Friday, the first day of the FTC v. Qualcomm antitrust trial in the Northern District of California (San Jose, to be precise), couldn't have gone much better for the Federal Trade Commission. Today, Monday, the FTC made further headway, but to the extent that Qualcomm's lawyers had the chance to ask witnesses questions, they made the most out of that opportunity. If this weren't a bench trial in front of a judge who understands this industry and the issues involved so very well, but a jury trial, then Qualcomm would already have created enough confusion that anything could happen.
Let me explain this in connection with a particularly important issue: the licensing of rival chipset makers (and Qualcomm's refusal to do so). Qualcomm's counsel presented MediaTek-internal documents and elicited testimony from MediaTek's Finbarr Moynihan that it was, at a certain time, standard industry practice that patent holders would not extend standard-essential patent (SEP) licenses at the chipset level (only at the device level). With a jury of laypeople, that could be all that Qualcomm would need to have a chance of defending its practice. However, Judge Lucy H. Koh will consider that confirmation of one of Qualcomm's claims along with all other factors that will inform her future ruling on whether or not Qualcomm has an antitrust duty to extend SEP licenses on FRAND terms to rival chipset makers such as Intel and MediaTek. Those other factors are partly already known to her as her contract-based (not antitrust-based) summary judgment ruling indicated. She's well aware of Qualcomm itself having secured many chipset-level licenses (which, combined with Qualcomm's own patents, positioned Qualcomm as a SEP clearing house). She also heard today from former Qualcomm president Derek "Duct Tape" Aberle that Intel, Broadcom, MediaTek, Samsung, and Huawei had asked for exhaustive chipset-level SEP licenses from Qualcomm. And I'm unaware of a case where multiple actors (here, multiple SEP holders) could shirk an antitrust duty to deal by pointing to the fact that "everyone" behaved in a certain way. Uniform behavior doesn't move the fairness goal posts in antitrust law.

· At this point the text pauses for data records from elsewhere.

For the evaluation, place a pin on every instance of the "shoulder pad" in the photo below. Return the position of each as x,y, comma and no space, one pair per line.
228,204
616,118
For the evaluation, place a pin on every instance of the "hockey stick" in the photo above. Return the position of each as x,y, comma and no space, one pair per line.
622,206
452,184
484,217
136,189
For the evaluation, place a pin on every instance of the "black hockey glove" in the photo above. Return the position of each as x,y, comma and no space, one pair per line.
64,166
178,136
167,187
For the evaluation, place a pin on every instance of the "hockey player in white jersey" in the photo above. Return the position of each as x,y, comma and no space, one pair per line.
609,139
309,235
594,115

At the summary judgment stage, Qualcomm already made this kind of argument. Judge Koh was not interested in parol evidence or anything similar to it because she found the two FRAND pledges at issue to be clear enough in their own right. In connection with an antitrust duty to deal, the concept of parol evidence doesn't even exist in the first place. The reason why competition authorities require standard-setting organizations (SSOs) to ensure that companies participating in standard-setting enter into FRAND pledges is simply because standardization, which by definition has an exclusionary effect (concerning all alternative technical approaches), would otherwise be an illegal cartel from the start. So the FRAND licensing obligation is meant to protect all comers from what would otherwise be harm caused by an illegal cartel, and there's no reason why chipset makers should suffer from exclusionary practices while device makers should not.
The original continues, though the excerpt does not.